Todo salvo Henry, que permanece tan vivo en mi recuerdo como si acabara de verle ayer mismo.

Me obligo a apartar ese pensamiento de mi cabeza. Como Henry, también James ha desaparecido, aunque de otra manera bien distinta. Pensar en él no me hará ningún bien, salvo para tratar de ponerle a salvo de Alice. Mi tiempo con James vino y se fue. Y no volverá.

Y a pesar de que quiero a Dimitri, tampoco puedo tenerlo en cuenta en mis planes. Mi futuro no puede estar determinado tan solo por el amor. Hay muchas más cosas en juego.

Para mí. Para los habitantes de Altus. Incluso para el mundo.

Cuando me duermo, regreso al Vacío. Los perros están aún más cerca, las almas pegadas a sus colas, y yo conduzco a mi caballo por el frígido paisaje, captando imágenes esporádicas de rostros congelados en muecas y gritos bajo el hielo. Un rato después me despierto a causa de mis propios gritos. Me sorprende encontrar a Dimitri inclinado sobre mis mantas sacudiéndome para que me despierte.

—¡Despierta, Lia! ¡No es más que un sueño! —sus ojos son pozos negros en la oscuridad de la tienda y durante un instante terrorífico tiene el aspecto de un cadáver.

Me incorporo para sentarme, llevándome una mano al pecho y tratando de calmar los rápidos latidos de mi corazón y la respiración demasiado acelerada que sale de mis pulmones.

—¿Te encuentras bien? —el tono de Dimitri es afectuoso—. Llevo ya un rato aquí. Te oí gimotear, pero no he podido despertarte hasta ahora mismo.

Me paso la mano por el pelo revuelto, me toco las sienes con los dedos y noto los latidos bajo la piel.

—¿Cuánto tiempo llevas aquí?

—Unos cinco minutos, creo.

Le miro a los ojos.

—¿Y no… no me despertaba?

Dice que no con la cabeza. Incluso en la oscuridad de la tienda noto su preocupación.

—No pensarás que estaba viajando, ¿no? —no estoy segura de querer saber la respuesta, pero tampoco puedo permitirme el lujo de ignorarlo.

Dimitri suspira intensamente y aparta la mirada como si temiese encontrarse con mis ojos.

—No lo sé. Va contra las leyes de los otros mundos y contra las de los Grigori obligar a alguien a ir al plano astral en contra de su voluntad.

—¡Yo no he ido voluntariamente allí, si es eso lo que estás insinuando!

Él estira el brazo y me coloca un mechón de pelo tras la oreja.

—Pues claro que no.

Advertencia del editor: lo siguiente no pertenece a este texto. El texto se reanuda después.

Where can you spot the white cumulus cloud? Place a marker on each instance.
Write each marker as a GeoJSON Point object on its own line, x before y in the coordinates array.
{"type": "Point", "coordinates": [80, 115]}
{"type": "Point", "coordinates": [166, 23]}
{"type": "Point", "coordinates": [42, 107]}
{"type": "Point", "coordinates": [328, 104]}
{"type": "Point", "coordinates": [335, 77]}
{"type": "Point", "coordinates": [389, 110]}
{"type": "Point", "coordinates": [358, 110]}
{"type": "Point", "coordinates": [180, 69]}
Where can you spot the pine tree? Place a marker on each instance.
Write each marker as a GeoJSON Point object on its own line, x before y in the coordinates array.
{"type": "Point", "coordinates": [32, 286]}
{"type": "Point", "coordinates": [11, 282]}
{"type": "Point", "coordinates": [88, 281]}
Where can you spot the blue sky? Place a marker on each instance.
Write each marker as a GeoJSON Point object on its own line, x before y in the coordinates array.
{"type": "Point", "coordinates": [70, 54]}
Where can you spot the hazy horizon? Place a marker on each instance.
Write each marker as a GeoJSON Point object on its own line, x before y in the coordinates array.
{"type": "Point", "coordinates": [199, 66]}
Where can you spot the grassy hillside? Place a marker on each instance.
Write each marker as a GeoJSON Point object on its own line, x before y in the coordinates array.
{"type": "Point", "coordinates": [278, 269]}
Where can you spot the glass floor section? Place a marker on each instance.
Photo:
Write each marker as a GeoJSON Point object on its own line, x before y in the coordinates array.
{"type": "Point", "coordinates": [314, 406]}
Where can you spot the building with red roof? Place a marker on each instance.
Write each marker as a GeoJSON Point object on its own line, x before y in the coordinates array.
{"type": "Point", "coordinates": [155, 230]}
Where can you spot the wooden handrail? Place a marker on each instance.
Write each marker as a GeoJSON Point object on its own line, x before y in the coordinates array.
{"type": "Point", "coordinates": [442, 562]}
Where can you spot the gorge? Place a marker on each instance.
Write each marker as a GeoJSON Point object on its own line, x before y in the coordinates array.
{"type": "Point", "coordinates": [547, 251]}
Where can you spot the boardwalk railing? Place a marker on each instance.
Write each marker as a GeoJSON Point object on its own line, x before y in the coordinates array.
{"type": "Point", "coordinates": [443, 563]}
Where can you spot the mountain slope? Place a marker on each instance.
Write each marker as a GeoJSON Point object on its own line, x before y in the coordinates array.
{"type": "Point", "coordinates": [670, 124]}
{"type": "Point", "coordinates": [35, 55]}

Solo trato de tener en cuenta todas las posibilidades.

Arrepentida de mi irritabilidad, me arrimo a él y descanso mi cabeza sobre su hombro.

—Lo siento. Estoy tan cansada, Dimitri. Ya no sé si sueño o viajo. No sé si las almas intentan debilitar mi voluntad jugando con mi mente o si… —me da miedo hasta terminar de decirlo.

—¿O si qué? —pregunta él con calma.

Levanto la cabeza para mirarle.

—O si soy yo, que me estoy volviendo loca. O peor aún, si me están atrayendo poco a poco a su lado sin que me dé cuenta siquiera de ello.

Nos quedamos un buen rato en silencio hasta que Dimitri me atrae hacia él.

—No te estás volviendo loca, Lia, y no te están atrayendo a su lado. Es…

Pero lo interrumpe un grito en el exterior de la tienda. Dimitri alza la cabeza y se vuelve hacia el ruido antes de levantarse y dirigirse a la entrada de la tienda.

Le sigo con la mirada.

—¿Qué ha sido eso?

—No lo sé —sale de la tienda y se vuelve a mirarme—. Quédate aquí.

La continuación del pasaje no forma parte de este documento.